Alan Knutson, presenting S&P Global’s March forecast update, told the Leadership Division that global oil-price volatility is the primary near-term risk to North Dakota revenues and that recent price moves materially affect short‑term collections.
Knockson (sic) explained S&P’s base case uses Brent prices averaging about $75 per barrel in 2026, with a short-term upside scenario that raised near-term collections. He said S&P’s baseline update projects roughly $89 million more for the four major tax types in the current biennium versus the Legislature’s adopted forecast and a preliminary projection of about $500 million more for the next biennium under S&P’s baseline.
Knockson also presented an alternate scenario driven by a temporary price spike (Brent near $85 in March falling to $60 by July) that would add an estimated $242 million in oil-and-gas tax collections compared with the legislative forecast and raise the Strategic Investment Fund (SIF) balance by approximately $120 million to around $415 million. He cautioned that these results rest on volatile assumptions — especially the duration of shipping disruptions in the Strait of Hormuz — and that forecasts will be updated as new data arrive.

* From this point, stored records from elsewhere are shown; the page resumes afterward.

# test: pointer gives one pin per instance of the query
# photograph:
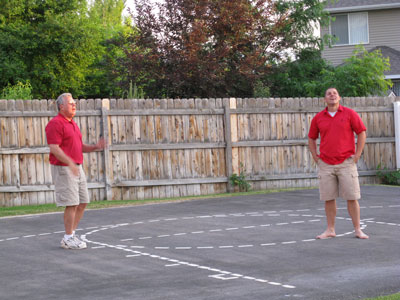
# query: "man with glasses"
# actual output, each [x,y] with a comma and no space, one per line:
[337,161]
[66,157]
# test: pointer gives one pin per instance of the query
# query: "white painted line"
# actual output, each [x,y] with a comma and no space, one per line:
[288,286]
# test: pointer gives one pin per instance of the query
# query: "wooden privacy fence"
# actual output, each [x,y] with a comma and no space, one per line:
[181,147]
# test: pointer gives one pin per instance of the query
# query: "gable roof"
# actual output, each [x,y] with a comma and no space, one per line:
[360,5]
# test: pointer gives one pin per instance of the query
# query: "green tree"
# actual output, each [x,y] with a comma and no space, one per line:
[361,75]
[290,78]
[215,48]
[51,43]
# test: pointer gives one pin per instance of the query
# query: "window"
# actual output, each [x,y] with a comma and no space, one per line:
[350,29]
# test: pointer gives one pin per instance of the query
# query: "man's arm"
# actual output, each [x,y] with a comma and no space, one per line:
[312,145]
[360,145]
[61,156]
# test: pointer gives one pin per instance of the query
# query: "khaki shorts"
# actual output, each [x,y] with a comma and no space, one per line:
[70,190]
[338,180]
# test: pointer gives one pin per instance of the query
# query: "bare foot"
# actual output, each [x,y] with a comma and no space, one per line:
[327,234]
[360,234]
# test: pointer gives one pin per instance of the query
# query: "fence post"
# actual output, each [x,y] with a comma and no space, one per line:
[230,136]
[396,106]
[105,107]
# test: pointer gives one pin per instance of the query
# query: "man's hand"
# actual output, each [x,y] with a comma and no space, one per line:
[74,169]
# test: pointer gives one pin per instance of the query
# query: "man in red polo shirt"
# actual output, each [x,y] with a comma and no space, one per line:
[66,157]
[337,169]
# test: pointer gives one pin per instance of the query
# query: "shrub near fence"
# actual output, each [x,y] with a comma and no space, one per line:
[180,147]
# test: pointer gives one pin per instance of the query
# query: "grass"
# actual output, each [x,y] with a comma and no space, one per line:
[49,208]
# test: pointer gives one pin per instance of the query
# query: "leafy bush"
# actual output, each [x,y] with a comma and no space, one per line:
[20,91]
[388,177]
[240,180]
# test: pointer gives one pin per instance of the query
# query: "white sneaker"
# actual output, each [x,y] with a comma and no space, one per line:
[81,244]
[69,244]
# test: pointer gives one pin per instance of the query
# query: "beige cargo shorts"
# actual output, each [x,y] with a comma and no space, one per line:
[70,190]
[338,180]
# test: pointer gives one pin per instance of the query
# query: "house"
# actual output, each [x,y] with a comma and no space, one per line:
[373,23]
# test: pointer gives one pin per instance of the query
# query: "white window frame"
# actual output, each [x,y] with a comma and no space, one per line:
[348,29]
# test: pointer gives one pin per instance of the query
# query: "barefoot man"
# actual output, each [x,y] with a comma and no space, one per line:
[337,169]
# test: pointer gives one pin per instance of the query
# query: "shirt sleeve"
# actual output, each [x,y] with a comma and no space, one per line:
[314,131]
[54,133]
[356,123]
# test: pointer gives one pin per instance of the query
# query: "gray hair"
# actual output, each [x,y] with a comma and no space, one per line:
[61,98]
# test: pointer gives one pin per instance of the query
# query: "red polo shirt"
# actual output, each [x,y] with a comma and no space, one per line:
[66,134]
[337,134]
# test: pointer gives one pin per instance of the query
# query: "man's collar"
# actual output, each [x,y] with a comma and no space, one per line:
[340,108]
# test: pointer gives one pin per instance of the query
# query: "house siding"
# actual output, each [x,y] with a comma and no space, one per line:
[384,30]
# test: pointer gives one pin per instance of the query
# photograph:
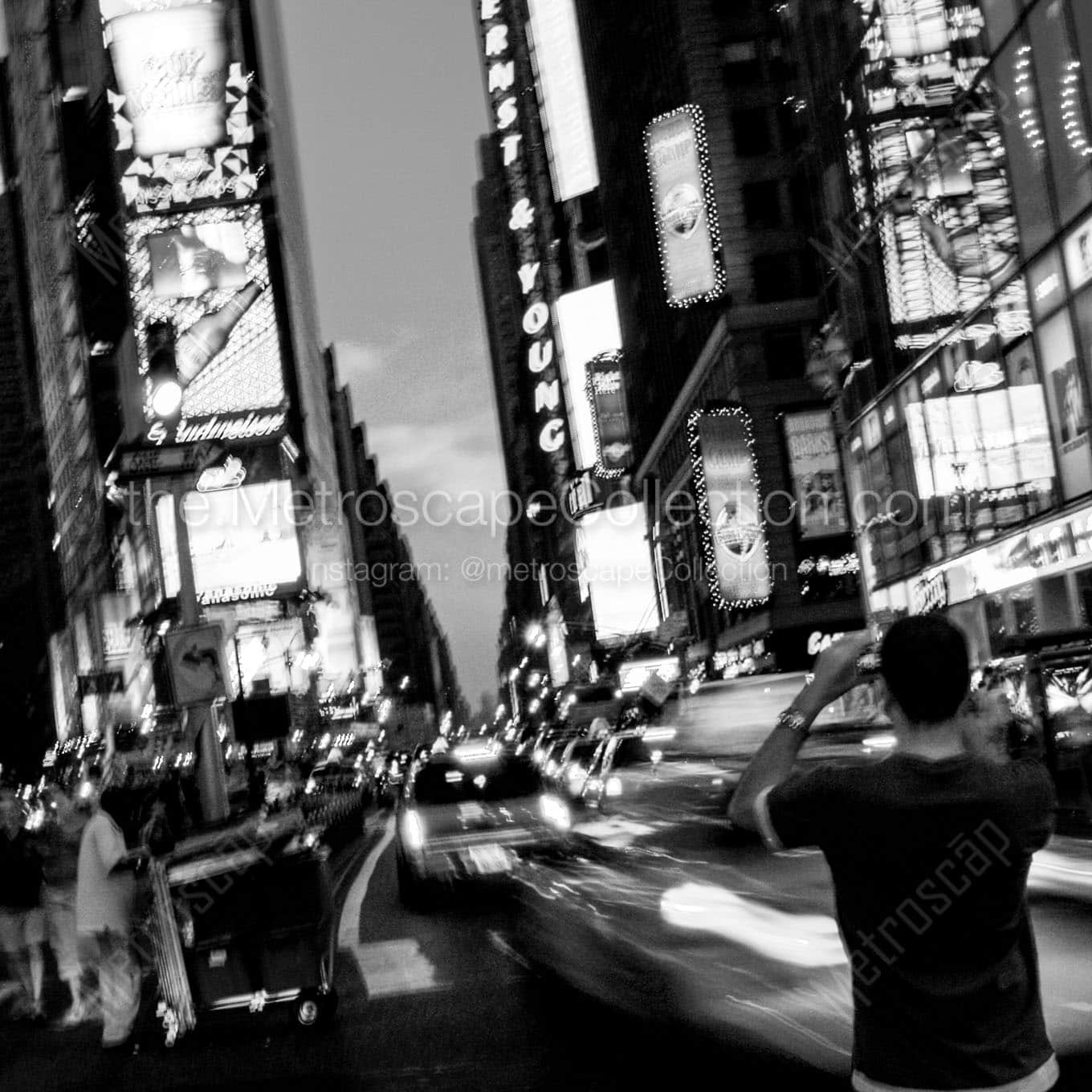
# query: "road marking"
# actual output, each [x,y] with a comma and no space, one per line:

Members asked whether another forecast should be requested once markets stabilize. Knutson said the Office of Management and Budget and other vendors normally update forecasts periodically (April guidance, another in September, and the executive forecast in December) and that the committee could ask for additional runs if desired.
Next steps: S&P’s update will be used with OMB and other vendor updates as the committee and agencies refine budget guidance.